Hong Kong will provide a unilateral tax credit to avoid double taxation if a taxpayer fails to get tax exemption but has already paid tax in non-CDTA jurisdiction.
The government plan to introduce a bill on the proposed refinements on FSIE regime in October with a view to bringing the changes into force from 1 January 2023.
The proposed changes are intended to prevent the use of shell companies to benefit from tax exemption. However, they could have far-reaching implications. The proposed new rules apply to all types of passive offshore income regardless of the amount of income concerned, the size of the revenue or assets of the taxpayer or the MNE group which the taxpayer belongs. Introducing participation exemption, nexus approach, switch over rule, and anti-hybrid mismatch rule will make Hong Kong's tax system no longer as "simple" as it used to be. It represents a significant change to our existing tax system.
To continue enjoying the tax exemption, the economic substance requirement requires taxpayers to conduct substantial economic activities concerning the relevant income in Hong Kong. While the government stated in the consultation that the source of profits and economic substance requirement would be considered separately, the changes will inevitably affect many offshore claims. In addition, offshore Disposal Gains of a capital nature are not excluded / exempted under the proposed refinements. This may cause capital gain claims for certain offshore Disposal Gains to no longer be available. As preferential tax treatment based on the nexus ratio will only apply to income from qualifying IP assets, offshore royalty income for marketing-related IP assets may not be able to get any tax exemption.
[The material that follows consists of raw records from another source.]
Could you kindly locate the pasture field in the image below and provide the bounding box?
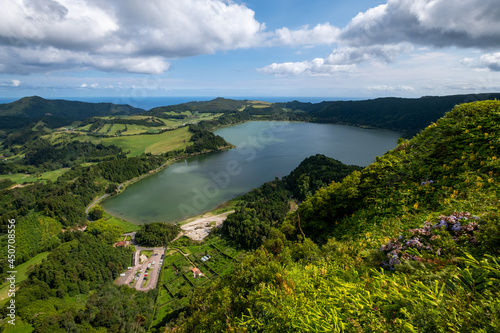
[0,168,69,184]
[103,212,141,233]
[71,127,191,157]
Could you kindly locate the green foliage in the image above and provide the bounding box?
[0,96,144,127]
[176,101,500,332]
[284,94,500,137]
[89,206,104,221]
[87,219,123,244]
[186,125,229,153]
[135,222,181,247]
[221,154,361,249]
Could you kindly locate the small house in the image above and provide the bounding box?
[192,268,203,279]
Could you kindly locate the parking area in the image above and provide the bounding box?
[117,247,165,291]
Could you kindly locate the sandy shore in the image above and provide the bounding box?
[181,210,234,240]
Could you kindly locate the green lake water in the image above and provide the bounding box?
[102,121,400,224]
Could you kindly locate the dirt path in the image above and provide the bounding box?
[178,210,234,241]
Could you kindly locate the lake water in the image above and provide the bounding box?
[102,121,400,224]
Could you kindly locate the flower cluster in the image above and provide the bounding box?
[380,212,480,270]
[420,179,434,186]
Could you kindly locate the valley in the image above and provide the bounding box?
[0,96,500,332]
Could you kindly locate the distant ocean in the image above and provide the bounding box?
[0,96,360,110]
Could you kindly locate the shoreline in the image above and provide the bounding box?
[85,144,236,220]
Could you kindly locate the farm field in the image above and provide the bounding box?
[103,212,141,233]
[69,126,191,157]
[153,236,243,327]
[0,168,69,184]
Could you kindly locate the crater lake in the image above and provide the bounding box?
[102,121,401,224]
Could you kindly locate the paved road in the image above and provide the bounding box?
[117,232,165,291]
[85,194,109,216]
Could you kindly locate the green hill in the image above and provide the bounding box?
[176,101,500,332]
[0,96,144,129]
[278,94,500,137]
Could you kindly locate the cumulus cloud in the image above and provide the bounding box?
[481,52,500,72]
[340,0,500,48]
[258,58,355,76]
[0,0,265,74]
[260,0,500,75]
[271,23,340,46]
[368,85,415,92]
[258,43,413,76]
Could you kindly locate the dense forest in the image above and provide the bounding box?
[168,101,500,332]
[221,155,361,249]
[0,95,500,332]
[277,94,500,138]
[0,96,144,130]
[135,222,181,247]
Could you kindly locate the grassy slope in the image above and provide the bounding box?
[0,168,69,184]
[180,101,500,332]
[71,127,191,157]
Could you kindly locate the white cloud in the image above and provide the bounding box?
[367,85,415,91]
[258,43,412,76]
[0,0,265,74]
[258,58,356,76]
[271,23,340,46]
[260,0,500,75]
[480,52,500,72]
[341,0,500,48]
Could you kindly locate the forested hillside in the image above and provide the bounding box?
[173,101,500,332]
[221,155,361,249]
[278,94,500,137]
[0,96,144,129]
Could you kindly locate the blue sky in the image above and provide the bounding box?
[0,0,500,98]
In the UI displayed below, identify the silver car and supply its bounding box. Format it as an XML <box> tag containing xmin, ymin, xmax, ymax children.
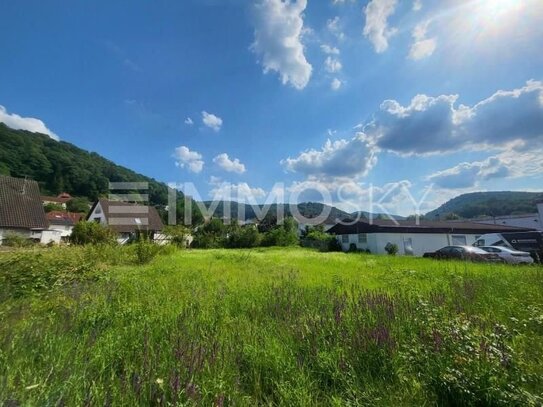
<box><xmin>480</xmin><ymin>246</ymin><xmax>534</xmax><ymax>264</ymax></box>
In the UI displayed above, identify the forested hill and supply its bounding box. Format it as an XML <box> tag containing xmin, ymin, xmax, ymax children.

The proposed new regime will only apply to passive offshore income received in Hong Kong. Therefore, foreign passive income, which a covered taxpayer in Hong Kong does not receive, should not be taxable. Hopefully, the amendment bill will spell out clearly how the term will be construed.
MNE groups should review whether they have Hong Kong companies and/or Hong Kong PEs that receive in-scope offshore passive income. If so, assess the current investment structure and mode of operation and consider making necessary adjustments to preserve the exemption status.
[1] "MNE Group" means any group that includes two or more enterprises the tax residence for which is in different jurisdictions or includes an enterprise that is resident for tax purpose in one jurisdiction and is subject to tax with respect to the business carried out through a permanent establishment in another jurisdiction.
[2] "Pure equity holding company" means a company which, as its primary function, acquires and holds shares and equitable interests in companies and only earns dividends and disposal gains in relation to shares or equity interest.
[3] Under jurisdictional approach, qualifying expenditures cover the expenditures on R&D activities (a) undertaken by the taxpayer within the jurisdiction providing the IP regime ("IP regime jurisdiction"); (b) outsourced to unrelated parties to take place inside or outside the IP regime jurisdiction; and (c) outsourced to resident related parties to take place within the IP regime jurisdiction.